E depois de 20 anos/ Para o Brasil eu voltei!/ E continuei,/ Até mesmo o prêmio Jabuti eu ganhei!*
As portas do trabalho no Brasil foram sendo abertas por Suppa durante as férias, quando fazia contatos com agências de publicidade e depois “continuava fazendo coisas com eles da França, mandando o material via fax ou por Fedex". Da praia em que "descansava", perto da Riviera de São Loureço [litoral de São Paulo], desenhava e enviava as peças pelo correio. Na França o trabalho continuava, expondo também em coletivas, "Salon D'Autonne", no Grand Palais (1986) e "Mariage", na Galeria Du Bon Marché (1997), e em individuais, "Souvenirs, Souvenirs..." (1995), na Galerie Michel Lagarde, “De tout mon coeur”, na IQ Art Gallery (2008).

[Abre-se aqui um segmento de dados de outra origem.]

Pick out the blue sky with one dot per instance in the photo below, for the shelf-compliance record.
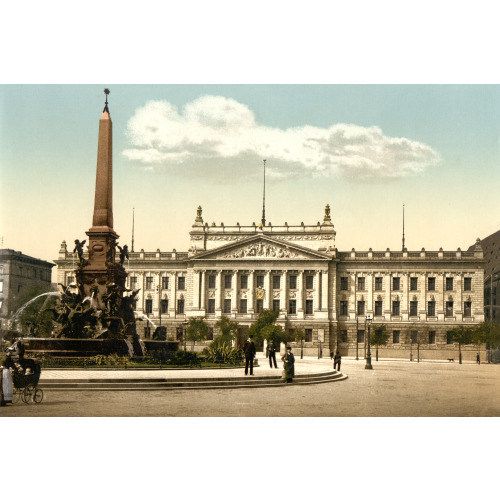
(364, 149)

Quando começou a cogitar sua volta ao Brasil, ela conta que “perguntava para eles [na França] se iam me dar trabalho, porque lá eu trabalhava muito e tinha receio de não ter o que fazer aqui. Mas aqui todos se interessaram por mim, porque eu tinha uma experiência internacional. A WBrasil me chamou para fazer desenho animado, o primeiro foi 'Proibido para Adultos', depois foi a JWT, para quem também fiz 2 desenhos animados, e trabalhei para muitas agências", como DPZ, New Lara, Colluci, Up Grade, Ogilvy, Tugare, Grey do Brasil, TBWA, Brander-Tricard, Leo Burnnet-Rossi. Além disso, fez cenários para teatro, figurinos para A gata borralheira e Nunca ninguém disse eu te amo, painéis para o programa Metrópolis da TV Cultura, publicações institucionais, como Brasil criança [à esq.], para o Itamaraty, e Escrevendo o futuro, para o Centro de Estudos e Pesquisas em Educação, Cultura e Ação Comunitária (Cenpec).

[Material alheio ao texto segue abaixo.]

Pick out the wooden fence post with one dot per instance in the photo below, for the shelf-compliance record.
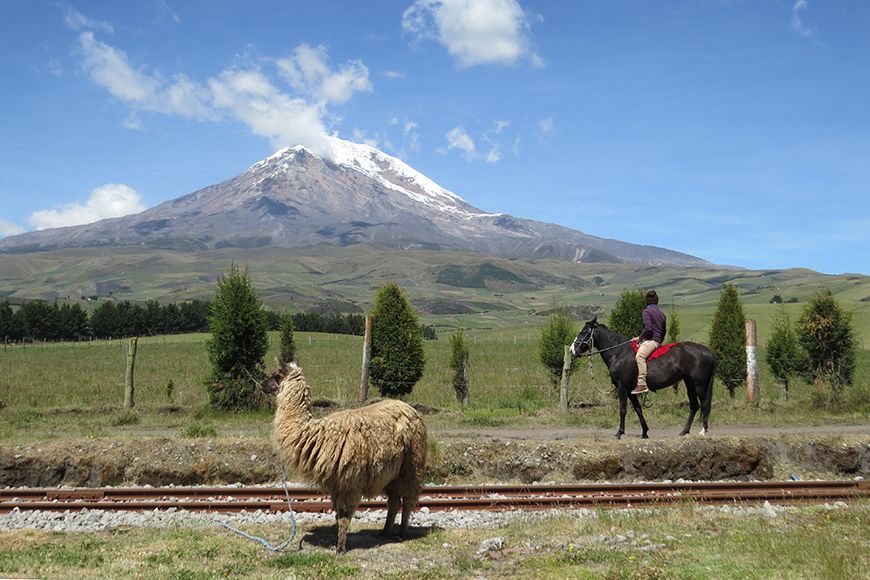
(367, 359)
(566, 377)
(131, 363)
(751, 362)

A volta não foi ideia sua, mas do ex-marido, um italiano com o qual se casou algum tempo depois de mudar para a França e “como todo estrangeiro que passa férias no Brasil, ele achava tudo lindo e morria de vontade de morar aqui”. Ela mesma não queria, tanto que, da primeira menção à ideia até a mudança, em 1997, foram cinco anos, quando seu filho Romain estava com 7 anos e a filha Charlotte, com 6 meses. E o acordo foi: “ele vinha com um emprego acertado, um bom salário, para que eu tivesse condições de procurar emprego sem me preocupar com as contas, que até então dividíamos”. Deu tudo certo, a não ser pelo fato de ele ter sido transferido para o Rio de Janeiro, para onde ela se recusava a ir, o que resultou em separação.
Além das agências, houve trabalhos para várias revistas, como Cláudia Bebê [à esq.], Crescer, Gol, e só mais tarde começou a fazer os livros, batendo na porta das editoras. “Todo ano eu fazia uma mala-direta para apresentar meu trabalho até que chegou uma hora em que não era mais necessário. Isso é legal, mas ir aos lugares é importante, porque se as pessoas gostam de você pessoalmente, se você tem bons contatos, é mais fácil. Além disso, sempre fui hiperpontual, porque ilustrador tem fama de não entregar no prazo. Quando digo uma data, é aquele dia. Não atraso, e isso conta muito."
Ao chegar, Suppa diz que encontrou os livros infantis na mesma situação de antes. “Vi a Companhia das Letrinhas, a única na época que fazia livros diferentes, porque os comprava no exterior. Aí pensei que, se tivesse de trabalhar com livro infantil, seria com eles”. E em 1999 ilustrou O clube dos contrários, de Silvia Zatz.
Mas sua atividade como ilustradora tomou fôlego mesmo com os trabalhos para a Ática e a Moderna. “Na Moderna, havia o Ricardo Postacchini [editor de arte], um cara meio revolucionário, responsável por coleções de autores famosos e chamou vários ilustradores, entre eles eu. Eles estavam tentando fazer algo parecido com o que a Companhia fazia e as coisas começaram a mudar e todo mundo entrou nessa. Até então os desenhos não eram para criança, mas hoje o que se faz aqui está muito diferente”.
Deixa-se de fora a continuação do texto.